Talking about a common enemy is an ancient way of knitting a group together. This is a powerful process – it literally re-routs our brain paths and reorganizes our memories. We interpret our memory of past events by talking about those events with our friends. We gain a sense of shared memories and shared values and fellowship.

Ingroup-outgroup behavior can be the software of our relationships. It is how we relate to people. When we're talking with someone, we are always aware of the groups that person is willing to vilify with us – we agree on someone to outgroup – and that agreement on who to outgroup is how we relate to each other. What else are we going to talk about?

Were you interested in reading this article because I titled it, "Ingroup-Outgroup Christians"? This article is about those other Christians over there who do ingroup-outgroup behavior – we're not like them.

BEYOND FELT NEEDS

When Jesus went to the cross, was he expressing his felt needs? I don't think this explains what he did. He went beyond his needs of food and sleep and companionship.

I feel justified in criticizing people I don't like. They deserve it. But, my attitude doesn't help my enemies. It may not hurt them, and it satisfies my felt needs, but this behavior isn't spiritual.

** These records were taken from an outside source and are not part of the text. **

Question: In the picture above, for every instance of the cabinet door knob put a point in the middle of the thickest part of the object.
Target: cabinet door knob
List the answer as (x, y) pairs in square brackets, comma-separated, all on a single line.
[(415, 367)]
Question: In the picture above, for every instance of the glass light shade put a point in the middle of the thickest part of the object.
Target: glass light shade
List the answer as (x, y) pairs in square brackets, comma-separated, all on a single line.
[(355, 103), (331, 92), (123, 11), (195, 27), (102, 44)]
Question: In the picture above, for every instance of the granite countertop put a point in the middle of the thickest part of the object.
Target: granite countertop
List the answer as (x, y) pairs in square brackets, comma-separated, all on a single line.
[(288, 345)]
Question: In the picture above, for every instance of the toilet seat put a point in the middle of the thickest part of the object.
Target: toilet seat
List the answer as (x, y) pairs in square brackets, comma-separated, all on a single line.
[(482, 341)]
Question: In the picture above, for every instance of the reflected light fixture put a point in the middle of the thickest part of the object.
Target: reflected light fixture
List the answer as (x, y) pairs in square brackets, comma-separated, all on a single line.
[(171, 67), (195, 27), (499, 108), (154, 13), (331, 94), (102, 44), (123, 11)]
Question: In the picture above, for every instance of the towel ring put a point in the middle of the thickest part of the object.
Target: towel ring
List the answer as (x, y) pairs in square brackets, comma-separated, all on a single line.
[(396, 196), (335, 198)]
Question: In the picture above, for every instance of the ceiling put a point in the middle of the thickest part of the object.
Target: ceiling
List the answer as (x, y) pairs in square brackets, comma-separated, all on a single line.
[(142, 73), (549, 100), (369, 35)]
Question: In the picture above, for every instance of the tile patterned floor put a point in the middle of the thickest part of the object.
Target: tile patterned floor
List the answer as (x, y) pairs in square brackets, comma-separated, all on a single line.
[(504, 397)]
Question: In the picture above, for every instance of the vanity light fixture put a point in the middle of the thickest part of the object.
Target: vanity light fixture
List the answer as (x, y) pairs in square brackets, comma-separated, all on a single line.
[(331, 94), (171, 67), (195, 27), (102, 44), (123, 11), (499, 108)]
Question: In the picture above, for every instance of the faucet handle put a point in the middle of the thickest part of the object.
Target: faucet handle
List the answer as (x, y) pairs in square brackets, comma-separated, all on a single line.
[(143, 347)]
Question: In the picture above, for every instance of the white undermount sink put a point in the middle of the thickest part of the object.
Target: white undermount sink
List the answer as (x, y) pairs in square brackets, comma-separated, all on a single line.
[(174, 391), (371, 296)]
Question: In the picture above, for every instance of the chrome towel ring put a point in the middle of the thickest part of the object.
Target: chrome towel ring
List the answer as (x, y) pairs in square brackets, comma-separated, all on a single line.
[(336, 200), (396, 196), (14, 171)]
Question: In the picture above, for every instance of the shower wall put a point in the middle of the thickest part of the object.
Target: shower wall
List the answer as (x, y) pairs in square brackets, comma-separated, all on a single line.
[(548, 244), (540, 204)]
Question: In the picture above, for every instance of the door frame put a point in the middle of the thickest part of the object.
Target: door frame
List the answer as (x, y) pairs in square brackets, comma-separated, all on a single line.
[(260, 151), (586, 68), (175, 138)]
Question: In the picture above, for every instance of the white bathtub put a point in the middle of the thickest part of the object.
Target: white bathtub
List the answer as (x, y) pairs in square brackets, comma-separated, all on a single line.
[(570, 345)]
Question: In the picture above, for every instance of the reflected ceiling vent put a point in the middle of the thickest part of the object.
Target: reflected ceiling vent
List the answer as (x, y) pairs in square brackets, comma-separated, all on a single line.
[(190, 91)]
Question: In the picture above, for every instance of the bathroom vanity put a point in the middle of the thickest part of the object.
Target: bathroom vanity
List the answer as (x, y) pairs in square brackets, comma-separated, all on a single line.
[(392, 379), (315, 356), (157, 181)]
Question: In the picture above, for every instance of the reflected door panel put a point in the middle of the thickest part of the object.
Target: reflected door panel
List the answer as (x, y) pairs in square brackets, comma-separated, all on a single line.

If we want to feed our spiritual needs, we need to be honest with ourselves. It's easy to rationalize our animal behavior and call it spiritual behavior. We feel happy, but we don't grow.

We don't grow because our ingroup-outgroup behavior is like a dam on the river of spiritual growth. A very small sin dams up a lake of good things. It looks so small and inconsequential. We don't see all the good things that would come if we removed the dam, because all we see is how small the dam is. It's okay. Leave it alone. I'd feel lost without it.

WHAT Do We REPLACE It With?

One way to go beyond felt needs is to do difficult things. Go hungry and give our food to others. Stay up nights tending to the sick. Don't collect bright shinny objects or expensive digital cameras.

At a wedding, don't migrate to our cluster of friends. Welcome strangers. Don't shoot intruders. Love those who are hard to love. Speak well of our outgroups. Instead of looking for differences, look for what values and desires you share with others.

A child who sucks his thumb at age twelve could occupy his hands with something more constructive. I think peacemaking with our outgroups is a way of redirecting our energy. It is difficult, and it transforms us.

I think personal transformation is the opposite of ingroup-outgroup behavior.

When we ingroup-outgroup, we see ourselves reflected in the people around us. "Who am I? I'm like my friends." Or, "I not like those people over there." We focus on what's outside us.

It takes courage to face the challengers inside ourselves. I vacillate between getting irritated at others for not being who I think they should be, and looking inward at myself and getting irritated at myself for not being who I should be. I can actually get irritated at ingroup-ougroup Christians, and tell myself that I'm not like them. I roll this comforting thought around in my mind – until I realize my thoughts are just copying what they are doing.

If I gain my sense of affirmation from the transformational process I recognize inside myself, than I might wean myself away from ingroup-outgroup behavior. I don't need it.


Comments

1 Ryan Bruce (April 18, 2008 at 11:38 AM)

Yes, I have experienced this.

2 Ryan Eckerson (April 18, 2008 at 11:39 AM)

These are good thoughts. Thanks for sharing!